The downside of being such an eager student of life is that I have a tendency to be over-inspired. I don’t give myself the opportunity to put one life lesson into practice before I learn something new that I find equally as awesome (in the literal sense of the word: worthy of awe). This naturally leads down a path of static living – learning so much but never giving any of it the chance to make an impact.

So, as I often do, I’m using this blog quietly to resolve that, at the very least, I want to record what I’ve learned so that I have the option of returning to it later. I want to make a note of the things that inspire me before moving on to the next class in life’s school. I want to take a moment to meditate on what has caused me to wonder and I want to take the time to absorb it carefully so that it takes root. I want to build foundations for those who inspire me to add bricks to and for the thoughts that take hold to pour cement on.

That said, there are so many things that have inspired me recently that I can’t recall a single one to record as a beginning. Case in point I suppose.

Inspiration versus Envy

At what point does something that is intended to inspire, morph to provoke envy?

I really quite like Pinterest. I wouldn’t say I love it and I certainly don’t hate it so I’m somewhere in the middle. I go through phases of spending hours on the site and then won’t look again for months.
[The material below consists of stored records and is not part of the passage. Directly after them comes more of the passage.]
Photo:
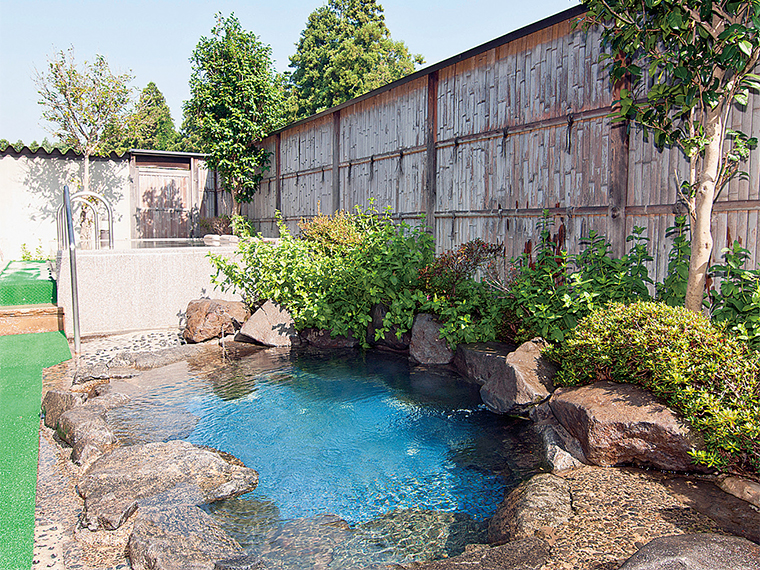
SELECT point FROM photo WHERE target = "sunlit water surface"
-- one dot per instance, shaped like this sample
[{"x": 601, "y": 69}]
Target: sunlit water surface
[{"x": 362, "y": 461}]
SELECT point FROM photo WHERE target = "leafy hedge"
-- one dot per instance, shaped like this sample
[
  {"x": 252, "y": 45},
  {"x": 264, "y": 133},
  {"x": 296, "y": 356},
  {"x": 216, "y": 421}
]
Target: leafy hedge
[
  {"x": 712, "y": 378},
  {"x": 334, "y": 277}
]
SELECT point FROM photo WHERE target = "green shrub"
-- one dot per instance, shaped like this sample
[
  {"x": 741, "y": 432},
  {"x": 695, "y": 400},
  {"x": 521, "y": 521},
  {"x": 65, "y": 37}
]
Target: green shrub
[
  {"x": 327, "y": 281},
  {"x": 736, "y": 304},
  {"x": 707, "y": 375},
  {"x": 549, "y": 295}
]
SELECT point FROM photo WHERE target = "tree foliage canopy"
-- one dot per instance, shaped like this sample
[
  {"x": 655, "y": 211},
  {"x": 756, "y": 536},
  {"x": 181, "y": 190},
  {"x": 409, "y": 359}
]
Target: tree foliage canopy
[
  {"x": 234, "y": 103},
  {"x": 83, "y": 103},
  {"x": 87, "y": 107},
  {"x": 345, "y": 51},
  {"x": 151, "y": 126},
  {"x": 688, "y": 61}
]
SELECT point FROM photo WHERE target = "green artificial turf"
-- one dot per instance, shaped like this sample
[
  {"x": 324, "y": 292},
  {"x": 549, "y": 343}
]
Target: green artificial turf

Partly that’s because I find it difficult to pick out the posts that inspire me and spark my style or creativity; partly that’s because I am very conscious that too much time spent on it and I begin to wish I had more money to carry out some ideas or I start to become envious of those who seem to have limitless time to create beauty.

There is definitely a line when my heart crosses over from excitement to try out new ideas, to descending into an obsession on the material or a sense of disappointment that I don’t have what I see (or the time to create it).

Pinterest can quickly clutter my mind with too many ideas and it fills up the space I would usually use to process those ideas. A few concepts at a time that I can make my own and put into action works much better for me.

I want to be inspired. I don’t want to spark a discontentment with what I have or what I can achieve so I’ll start small. A few little projects at a time and I’ll see where I get to.